In FCC, we propose a new host-assisted memory node type-conscious data structure design based on an active and unified heap. FCC instantiates memory regions/segments from different fabric-attached memory nodes as a series of various-sized memory bins, and then uses a heap manager for object allocation and reclamation. Under the hood is a runtime system that (1) profiles the object's access characteristics and the underlying memory node's availability; (2) effectively migrates objects across various memory nodes (including host local memory) based on the object temperature, concurrent access model, and memory node capabilities. Developers use backward-compatible programming interfaces (like Smart Pointer) to port or build data structures. We aim to achieve maximum performance gains without exposing the peculiarities of memory nodes to programmers. For example, frequently accessed objects would be cached at the host processor and moved into the local host memory.
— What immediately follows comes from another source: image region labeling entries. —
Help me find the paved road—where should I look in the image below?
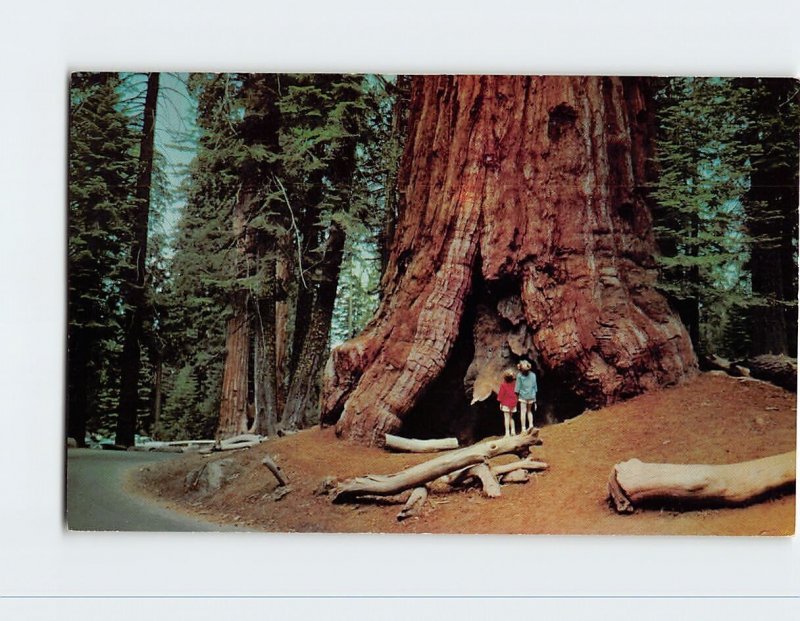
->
[67,449,244,531]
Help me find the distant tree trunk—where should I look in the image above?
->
[744,79,800,356]
[281,123,356,430]
[216,291,250,440]
[275,257,289,412]
[281,222,345,430]
[116,72,159,446]
[253,248,278,436]
[288,171,323,383]
[378,75,411,276]
[322,76,697,444]
[150,355,164,437]
[216,182,252,440]
[67,328,90,446]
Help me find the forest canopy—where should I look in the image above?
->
[67,73,800,446]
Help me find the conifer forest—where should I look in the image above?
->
[66,72,800,447]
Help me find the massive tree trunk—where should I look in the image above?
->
[322,76,697,444]
[281,222,345,430]
[116,72,159,446]
[216,291,250,440]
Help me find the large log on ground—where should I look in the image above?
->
[608,451,797,513]
[321,75,697,445]
[384,433,458,453]
[333,428,539,502]
[743,354,797,392]
[492,459,549,477]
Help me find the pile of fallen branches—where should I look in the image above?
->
[327,428,547,520]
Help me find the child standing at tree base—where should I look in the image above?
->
[514,360,539,432]
[497,369,517,436]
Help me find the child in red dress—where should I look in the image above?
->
[497,369,517,436]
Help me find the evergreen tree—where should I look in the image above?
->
[736,78,800,356]
[67,73,137,444]
[652,78,749,352]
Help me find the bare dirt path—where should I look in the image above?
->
[66,449,243,531]
[137,373,797,535]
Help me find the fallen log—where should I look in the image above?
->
[742,354,797,392]
[467,462,501,498]
[608,451,797,513]
[502,468,530,483]
[397,486,428,522]
[333,428,539,502]
[384,433,458,453]
[261,455,289,487]
[492,459,550,477]
[220,433,264,447]
[198,440,261,455]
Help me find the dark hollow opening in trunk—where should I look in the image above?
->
[399,259,586,446]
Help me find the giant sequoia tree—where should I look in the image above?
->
[322,76,696,444]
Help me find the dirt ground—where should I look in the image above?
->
[131,373,797,535]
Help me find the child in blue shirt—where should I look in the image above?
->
[514,360,539,432]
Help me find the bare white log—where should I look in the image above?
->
[333,428,539,502]
[608,451,797,513]
[198,440,261,455]
[397,486,428,522]
[261,455,289,487]
[492,459,550,477]
[220,433,264,450]
[384,433,458,453]
[502,468,530,483]
[467,462,501,498]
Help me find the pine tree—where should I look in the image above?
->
[652,78,748,352]
[736,78,800,356]
[67,73,137,444]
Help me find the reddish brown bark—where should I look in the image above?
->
[322,76,696,444]
[216,291,250,440]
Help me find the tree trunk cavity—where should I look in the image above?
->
[322,76,697,445]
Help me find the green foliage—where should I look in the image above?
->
[67,73,137,429]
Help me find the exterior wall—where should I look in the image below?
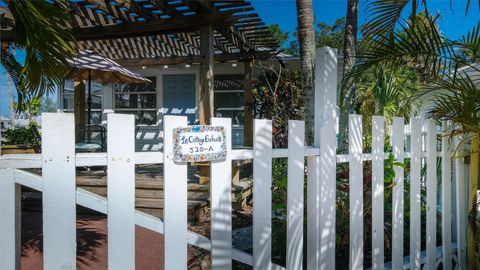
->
[57,63,244,151]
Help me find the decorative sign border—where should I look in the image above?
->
[173,125,227,162]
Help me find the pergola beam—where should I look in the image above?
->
[115,52,273,67]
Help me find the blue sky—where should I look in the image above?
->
[251,0,480,39]
[0,0,480,115]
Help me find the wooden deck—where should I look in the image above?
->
[24,164,252,221]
Design Principle #3: Idempotent tasks and hardware cooperative scalable functions. Reliable and scalable execution on composable infrastructures is paramount to maximize its efficiency. In FCC, we advocate two abstractions to achieve this goal. First, to handle the separated and passive failure domain issue, we propose *Idempotent Task*, inspired by the idempotent processor architecture to tackle the inefficiency of speculative execution [41] from the computer architecture community. The key idea is leveraging the principle of idempotence to break programs into regions of code that can be recovered through simple re-execution. FCC extends this execution model to our domain, where an idempotent task can be re-executed and restarted multiple times without

jeopardizing correctness and data consistency guarantees. MODC [52] explores a similar design. To realize it, we need to develop (1) a new compilation framework to identify idempotent code regions and encapsulate them as idempotent tasks; and (2) a split runtime execution architecture–learned from the *tasklet* and *top-half/bottom-half* interrupt architecture of the OS kernel–to deploy them across host servers, FHA/FEA, and FAAs.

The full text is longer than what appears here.